TextMate has this nifty feature that automatically encodes an email address in a hex format so that spammers can't easily scrape the addresses from your site. I'm working on a client site right now and wanted to build this component into the site, so that anywhere an email address is mentioned in a post or page it will be automatically converted into the hex encoded version.

Here is an example of the formatted email address we're going for: phgrw@phg ...

The first step is writing a PHP function that does the actual conversion from a normal string into this format. Here is my stab at this, ported from some nifty Python I found elsewhere online. I sure wish PHP had a lambda ability, this function could be a single line.

<?php
function email_encode($email) {
    $hexed = array();
    for ($i=0; $i < strlen($email); $i++) { 
        $hexed[] = sprintf("&#x%s;", dechex(ord($email[$i])));
    }
    return implode("", $hexed);
}
?>

This takes the string and loops over each character (yet another beautiful feature of Python, strings can be treated as arrays). You can do something similar in PHP (accessing a specific char in a string) but not using array manipulation methods such as foreach. Each character is converted to the ordinal equivalent, then into hex, and then sprintf()'d into the wrapper characters used to display them inside of a web browser. For the record, I freaking LOVE sprintf() and use it everywhere. It's the closest thing to Python's incredibly elegant string interpolation tecnique.

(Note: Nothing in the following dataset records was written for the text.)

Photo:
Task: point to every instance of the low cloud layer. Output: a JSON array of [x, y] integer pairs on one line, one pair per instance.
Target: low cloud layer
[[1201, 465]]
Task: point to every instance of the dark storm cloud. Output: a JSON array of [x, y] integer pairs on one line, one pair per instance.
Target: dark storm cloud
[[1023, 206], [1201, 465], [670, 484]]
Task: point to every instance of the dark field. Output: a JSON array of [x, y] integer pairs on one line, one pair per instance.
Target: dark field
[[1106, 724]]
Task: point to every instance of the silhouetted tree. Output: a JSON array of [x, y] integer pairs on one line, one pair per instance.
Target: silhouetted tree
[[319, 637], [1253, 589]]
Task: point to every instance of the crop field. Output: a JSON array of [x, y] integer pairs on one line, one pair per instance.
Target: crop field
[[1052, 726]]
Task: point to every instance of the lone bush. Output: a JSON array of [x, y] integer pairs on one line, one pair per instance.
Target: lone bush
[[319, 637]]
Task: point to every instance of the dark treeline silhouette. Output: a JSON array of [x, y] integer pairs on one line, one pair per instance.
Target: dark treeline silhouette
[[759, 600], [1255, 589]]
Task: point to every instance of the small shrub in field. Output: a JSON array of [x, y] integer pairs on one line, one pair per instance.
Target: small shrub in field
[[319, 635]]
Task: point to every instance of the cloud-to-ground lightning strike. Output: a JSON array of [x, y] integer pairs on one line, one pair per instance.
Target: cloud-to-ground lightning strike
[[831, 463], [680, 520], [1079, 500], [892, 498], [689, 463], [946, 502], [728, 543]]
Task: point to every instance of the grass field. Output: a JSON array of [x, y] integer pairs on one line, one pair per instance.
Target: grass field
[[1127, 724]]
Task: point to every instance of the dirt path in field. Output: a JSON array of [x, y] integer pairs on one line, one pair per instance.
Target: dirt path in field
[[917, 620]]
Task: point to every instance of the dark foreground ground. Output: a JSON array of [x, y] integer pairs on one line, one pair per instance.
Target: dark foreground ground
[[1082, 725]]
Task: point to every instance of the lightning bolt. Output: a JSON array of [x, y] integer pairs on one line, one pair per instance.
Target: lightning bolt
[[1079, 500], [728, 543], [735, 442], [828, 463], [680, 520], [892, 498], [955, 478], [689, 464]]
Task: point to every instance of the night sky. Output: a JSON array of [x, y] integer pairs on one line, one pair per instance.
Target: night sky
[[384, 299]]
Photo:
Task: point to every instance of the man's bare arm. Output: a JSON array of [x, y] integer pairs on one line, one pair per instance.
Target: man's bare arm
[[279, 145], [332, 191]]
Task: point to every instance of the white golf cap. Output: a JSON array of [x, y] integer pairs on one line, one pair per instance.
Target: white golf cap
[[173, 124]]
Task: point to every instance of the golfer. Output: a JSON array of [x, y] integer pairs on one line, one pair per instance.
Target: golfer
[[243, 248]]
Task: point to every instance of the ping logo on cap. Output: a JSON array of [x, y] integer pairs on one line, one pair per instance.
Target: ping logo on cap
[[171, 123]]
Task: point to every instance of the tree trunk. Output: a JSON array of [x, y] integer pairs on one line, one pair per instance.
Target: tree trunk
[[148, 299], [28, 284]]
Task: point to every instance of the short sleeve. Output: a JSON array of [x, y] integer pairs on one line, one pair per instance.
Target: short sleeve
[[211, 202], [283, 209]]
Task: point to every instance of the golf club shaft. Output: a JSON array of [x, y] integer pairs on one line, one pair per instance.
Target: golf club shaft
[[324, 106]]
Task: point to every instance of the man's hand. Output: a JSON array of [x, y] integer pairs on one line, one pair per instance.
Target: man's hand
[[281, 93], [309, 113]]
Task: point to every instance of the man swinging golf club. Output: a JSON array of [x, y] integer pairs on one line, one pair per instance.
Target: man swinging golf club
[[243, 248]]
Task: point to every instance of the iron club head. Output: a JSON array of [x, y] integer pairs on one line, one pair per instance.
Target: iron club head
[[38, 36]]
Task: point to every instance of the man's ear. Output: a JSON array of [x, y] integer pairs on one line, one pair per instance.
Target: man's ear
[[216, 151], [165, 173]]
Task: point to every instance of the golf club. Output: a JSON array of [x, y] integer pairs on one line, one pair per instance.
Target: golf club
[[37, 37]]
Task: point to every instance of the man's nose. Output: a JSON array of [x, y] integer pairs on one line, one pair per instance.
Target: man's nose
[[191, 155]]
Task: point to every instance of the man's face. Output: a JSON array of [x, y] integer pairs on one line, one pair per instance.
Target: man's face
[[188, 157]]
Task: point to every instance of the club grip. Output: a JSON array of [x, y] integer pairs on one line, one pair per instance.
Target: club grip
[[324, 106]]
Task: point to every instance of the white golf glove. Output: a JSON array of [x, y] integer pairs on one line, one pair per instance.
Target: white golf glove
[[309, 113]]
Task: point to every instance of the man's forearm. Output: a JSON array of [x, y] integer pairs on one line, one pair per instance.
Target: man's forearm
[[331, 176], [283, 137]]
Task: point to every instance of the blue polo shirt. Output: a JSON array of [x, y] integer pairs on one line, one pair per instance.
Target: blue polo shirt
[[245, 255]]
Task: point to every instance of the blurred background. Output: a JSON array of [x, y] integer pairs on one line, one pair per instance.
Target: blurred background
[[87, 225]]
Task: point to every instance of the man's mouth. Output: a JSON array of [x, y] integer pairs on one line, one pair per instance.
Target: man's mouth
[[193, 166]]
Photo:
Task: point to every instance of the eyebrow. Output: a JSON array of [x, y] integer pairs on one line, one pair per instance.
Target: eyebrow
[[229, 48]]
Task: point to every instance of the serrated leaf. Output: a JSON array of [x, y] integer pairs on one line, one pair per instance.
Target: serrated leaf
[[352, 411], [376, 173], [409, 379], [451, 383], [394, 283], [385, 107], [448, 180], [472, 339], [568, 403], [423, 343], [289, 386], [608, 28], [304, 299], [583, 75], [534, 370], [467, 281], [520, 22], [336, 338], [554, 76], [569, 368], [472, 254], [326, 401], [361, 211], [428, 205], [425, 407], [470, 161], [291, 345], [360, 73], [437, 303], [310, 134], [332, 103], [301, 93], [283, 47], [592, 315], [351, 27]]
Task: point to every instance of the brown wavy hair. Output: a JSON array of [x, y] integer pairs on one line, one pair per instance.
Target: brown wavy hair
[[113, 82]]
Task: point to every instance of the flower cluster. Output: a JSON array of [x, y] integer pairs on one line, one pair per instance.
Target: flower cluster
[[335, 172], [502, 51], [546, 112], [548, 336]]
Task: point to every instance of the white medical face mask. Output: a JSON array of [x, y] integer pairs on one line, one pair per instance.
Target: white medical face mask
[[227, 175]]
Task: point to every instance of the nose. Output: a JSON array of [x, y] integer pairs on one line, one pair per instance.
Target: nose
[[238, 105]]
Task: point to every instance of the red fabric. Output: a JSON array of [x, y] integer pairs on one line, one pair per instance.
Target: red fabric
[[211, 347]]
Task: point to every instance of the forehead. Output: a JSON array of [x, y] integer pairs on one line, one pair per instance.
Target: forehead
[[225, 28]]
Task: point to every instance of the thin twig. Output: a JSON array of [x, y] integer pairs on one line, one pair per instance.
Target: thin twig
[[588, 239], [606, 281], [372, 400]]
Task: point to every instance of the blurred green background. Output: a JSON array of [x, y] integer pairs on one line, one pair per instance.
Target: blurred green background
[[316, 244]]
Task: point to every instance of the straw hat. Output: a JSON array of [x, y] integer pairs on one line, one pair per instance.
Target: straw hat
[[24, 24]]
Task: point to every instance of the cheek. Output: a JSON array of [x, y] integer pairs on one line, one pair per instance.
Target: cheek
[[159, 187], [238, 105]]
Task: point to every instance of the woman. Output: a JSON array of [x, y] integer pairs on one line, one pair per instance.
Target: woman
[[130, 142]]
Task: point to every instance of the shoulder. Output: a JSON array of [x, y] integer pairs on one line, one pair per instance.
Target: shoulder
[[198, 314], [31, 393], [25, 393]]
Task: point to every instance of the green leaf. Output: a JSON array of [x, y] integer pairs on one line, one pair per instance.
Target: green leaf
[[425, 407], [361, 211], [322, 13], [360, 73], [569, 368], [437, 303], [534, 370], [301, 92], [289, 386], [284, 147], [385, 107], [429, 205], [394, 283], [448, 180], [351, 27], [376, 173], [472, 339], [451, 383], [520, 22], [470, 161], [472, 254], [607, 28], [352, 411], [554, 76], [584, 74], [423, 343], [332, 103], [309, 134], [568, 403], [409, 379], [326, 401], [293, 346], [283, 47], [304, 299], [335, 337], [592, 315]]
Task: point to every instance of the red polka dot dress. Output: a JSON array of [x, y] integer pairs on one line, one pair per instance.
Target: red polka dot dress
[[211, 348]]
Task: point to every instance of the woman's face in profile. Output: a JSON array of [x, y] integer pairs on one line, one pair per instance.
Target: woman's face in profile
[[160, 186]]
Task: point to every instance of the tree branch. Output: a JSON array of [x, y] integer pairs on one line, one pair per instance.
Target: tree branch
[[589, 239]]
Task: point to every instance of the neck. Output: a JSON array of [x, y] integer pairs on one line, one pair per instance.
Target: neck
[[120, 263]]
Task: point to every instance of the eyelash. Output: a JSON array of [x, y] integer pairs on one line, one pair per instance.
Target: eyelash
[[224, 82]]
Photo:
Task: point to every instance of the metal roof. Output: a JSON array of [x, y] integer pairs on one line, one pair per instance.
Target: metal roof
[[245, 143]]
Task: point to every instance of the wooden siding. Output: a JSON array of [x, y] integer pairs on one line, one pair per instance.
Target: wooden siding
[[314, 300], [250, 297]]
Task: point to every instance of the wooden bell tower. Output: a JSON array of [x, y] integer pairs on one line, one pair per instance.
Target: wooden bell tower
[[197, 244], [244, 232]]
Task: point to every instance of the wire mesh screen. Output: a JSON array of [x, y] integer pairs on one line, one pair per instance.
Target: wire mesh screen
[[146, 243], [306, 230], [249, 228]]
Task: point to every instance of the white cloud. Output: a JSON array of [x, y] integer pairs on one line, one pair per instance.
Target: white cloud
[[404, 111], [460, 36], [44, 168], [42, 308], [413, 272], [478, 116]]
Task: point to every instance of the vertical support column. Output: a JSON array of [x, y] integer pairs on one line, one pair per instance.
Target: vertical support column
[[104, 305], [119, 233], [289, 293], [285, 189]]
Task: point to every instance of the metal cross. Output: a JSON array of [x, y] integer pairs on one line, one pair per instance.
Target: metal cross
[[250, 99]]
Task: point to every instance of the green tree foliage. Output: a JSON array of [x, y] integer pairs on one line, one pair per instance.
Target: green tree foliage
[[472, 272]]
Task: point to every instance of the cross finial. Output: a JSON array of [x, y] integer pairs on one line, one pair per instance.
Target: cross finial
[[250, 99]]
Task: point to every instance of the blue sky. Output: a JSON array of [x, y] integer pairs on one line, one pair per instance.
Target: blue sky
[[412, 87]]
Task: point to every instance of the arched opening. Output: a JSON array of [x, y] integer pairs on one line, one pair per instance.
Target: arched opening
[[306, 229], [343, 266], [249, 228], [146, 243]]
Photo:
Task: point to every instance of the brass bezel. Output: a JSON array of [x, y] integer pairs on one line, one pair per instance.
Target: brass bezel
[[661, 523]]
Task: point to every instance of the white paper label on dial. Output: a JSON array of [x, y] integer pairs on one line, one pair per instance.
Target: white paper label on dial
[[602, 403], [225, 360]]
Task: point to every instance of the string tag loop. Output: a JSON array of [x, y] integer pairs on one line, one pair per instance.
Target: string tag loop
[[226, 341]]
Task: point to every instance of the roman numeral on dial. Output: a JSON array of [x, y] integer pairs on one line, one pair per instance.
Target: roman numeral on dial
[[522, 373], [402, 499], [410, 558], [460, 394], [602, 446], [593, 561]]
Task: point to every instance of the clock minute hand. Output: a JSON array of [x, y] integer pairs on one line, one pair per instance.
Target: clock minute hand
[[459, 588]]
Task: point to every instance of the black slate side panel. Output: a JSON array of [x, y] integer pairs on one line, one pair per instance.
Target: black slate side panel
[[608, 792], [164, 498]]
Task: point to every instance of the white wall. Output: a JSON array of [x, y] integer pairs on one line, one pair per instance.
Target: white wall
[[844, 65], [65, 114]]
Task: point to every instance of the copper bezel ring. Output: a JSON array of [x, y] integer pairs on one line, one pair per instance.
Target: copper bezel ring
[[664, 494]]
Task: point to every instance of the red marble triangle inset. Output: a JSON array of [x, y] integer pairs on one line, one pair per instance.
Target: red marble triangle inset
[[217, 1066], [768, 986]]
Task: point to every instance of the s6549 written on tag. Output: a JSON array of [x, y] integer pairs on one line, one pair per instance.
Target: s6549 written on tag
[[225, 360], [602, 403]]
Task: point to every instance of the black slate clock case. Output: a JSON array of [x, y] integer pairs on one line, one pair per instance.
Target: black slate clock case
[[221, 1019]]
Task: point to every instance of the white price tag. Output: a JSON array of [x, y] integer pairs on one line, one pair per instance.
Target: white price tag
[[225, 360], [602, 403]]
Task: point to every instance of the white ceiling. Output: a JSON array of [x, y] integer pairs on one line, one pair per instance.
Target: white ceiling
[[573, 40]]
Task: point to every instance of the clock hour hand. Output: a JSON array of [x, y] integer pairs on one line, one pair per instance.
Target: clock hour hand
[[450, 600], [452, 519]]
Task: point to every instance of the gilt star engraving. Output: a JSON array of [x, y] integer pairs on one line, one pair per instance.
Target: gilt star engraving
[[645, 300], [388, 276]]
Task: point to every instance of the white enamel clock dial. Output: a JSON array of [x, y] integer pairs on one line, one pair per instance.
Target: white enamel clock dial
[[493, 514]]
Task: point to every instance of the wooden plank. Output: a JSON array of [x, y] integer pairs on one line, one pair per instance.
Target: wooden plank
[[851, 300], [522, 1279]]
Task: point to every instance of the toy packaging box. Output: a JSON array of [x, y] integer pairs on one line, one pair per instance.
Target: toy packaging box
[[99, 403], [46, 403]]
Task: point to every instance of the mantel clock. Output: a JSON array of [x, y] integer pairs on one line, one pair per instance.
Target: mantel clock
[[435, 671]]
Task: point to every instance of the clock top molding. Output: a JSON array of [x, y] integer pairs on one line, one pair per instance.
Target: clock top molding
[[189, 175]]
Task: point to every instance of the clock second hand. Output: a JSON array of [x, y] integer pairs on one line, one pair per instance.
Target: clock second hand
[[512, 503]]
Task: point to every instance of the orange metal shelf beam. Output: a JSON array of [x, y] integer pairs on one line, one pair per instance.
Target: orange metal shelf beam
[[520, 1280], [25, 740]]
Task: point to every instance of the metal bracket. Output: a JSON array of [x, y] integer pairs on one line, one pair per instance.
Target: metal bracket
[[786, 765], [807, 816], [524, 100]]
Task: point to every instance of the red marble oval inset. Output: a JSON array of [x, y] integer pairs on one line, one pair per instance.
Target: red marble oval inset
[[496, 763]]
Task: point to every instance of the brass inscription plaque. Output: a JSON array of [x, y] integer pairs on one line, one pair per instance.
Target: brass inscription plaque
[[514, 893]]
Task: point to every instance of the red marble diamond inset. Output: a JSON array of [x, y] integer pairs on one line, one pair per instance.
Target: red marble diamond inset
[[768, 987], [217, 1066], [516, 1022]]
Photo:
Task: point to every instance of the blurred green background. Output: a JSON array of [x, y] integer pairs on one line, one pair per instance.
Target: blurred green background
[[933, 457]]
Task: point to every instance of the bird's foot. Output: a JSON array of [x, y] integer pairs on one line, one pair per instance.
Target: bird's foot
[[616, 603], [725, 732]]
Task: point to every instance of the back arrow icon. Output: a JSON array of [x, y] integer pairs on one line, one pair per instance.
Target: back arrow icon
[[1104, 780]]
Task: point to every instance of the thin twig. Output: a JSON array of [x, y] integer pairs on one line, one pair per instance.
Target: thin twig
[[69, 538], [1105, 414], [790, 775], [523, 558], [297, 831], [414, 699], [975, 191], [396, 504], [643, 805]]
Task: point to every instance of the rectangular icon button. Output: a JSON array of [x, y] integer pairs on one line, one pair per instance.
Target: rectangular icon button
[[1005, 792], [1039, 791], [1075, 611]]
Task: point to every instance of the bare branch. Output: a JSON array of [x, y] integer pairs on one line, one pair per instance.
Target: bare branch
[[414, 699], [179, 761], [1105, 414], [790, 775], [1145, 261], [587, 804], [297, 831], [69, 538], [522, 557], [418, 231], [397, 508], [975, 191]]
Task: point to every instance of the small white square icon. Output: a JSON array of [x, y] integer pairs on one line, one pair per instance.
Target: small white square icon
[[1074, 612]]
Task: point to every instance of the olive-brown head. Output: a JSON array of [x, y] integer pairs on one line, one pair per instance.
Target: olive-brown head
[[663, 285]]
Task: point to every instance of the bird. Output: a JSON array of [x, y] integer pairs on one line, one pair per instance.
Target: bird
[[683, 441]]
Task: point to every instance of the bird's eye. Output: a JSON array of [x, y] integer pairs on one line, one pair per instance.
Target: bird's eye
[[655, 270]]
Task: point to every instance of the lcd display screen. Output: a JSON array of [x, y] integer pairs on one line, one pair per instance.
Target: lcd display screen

The next step is applying this function to email addresses found inside of content. Initially I had the idea of doing this on the post_save hook, but then you wouldn't be able to edit the email address again unless a reverse conversion was made on a pre_edit sort of hook. The better idea is of course to do this as the content is being displayed. Fortunately, there is a simple hook for doing that: the_content, which is applied when the aptly named the_content() function is called inside of the loop. My code is below:

The first step would be making sure to register your filter/hook using add_filter()

<?php
/* This would be inside of the functions.php file
 * in this case, I'm calling a function inside of my PHGRW class 
 */
add_filter('the_content', 'PHGRW::wp_content_hook');
?>

The next step is of course writing the filter itself to parse the content searching for an email address, send the email address through the email_encode() function we created, and finally replace that string inside of the content before returning the modified content to be displayed on the site. My code for doing this is below:

<?php
function wp_content_hook($content) {
    if (preg_match('#[^\W][a-zA-Z0-9_]+(\.[a-zA-Z0-9_]+)*\@[a-zA-Z0-9_]+(\.[a-zA-Z0-9_]+)*\.[a-zA-Z]{2,4}#i', $content, $email_address)) {
        $content = str_replace($email_address[0], Template::email_encode($email_address[0]), $content);
    }

    return $content;
}
?>

This will do a simple regex search over the content to find any email addresses. If one is found, the str_replace() method is used to replace the found address with the encoded one. Finally, the content is returned regardless of whether it was modified. This could probably be re-written using preg_replace() or more likely preg_replace_callback() but the code that I have here does the job quite well.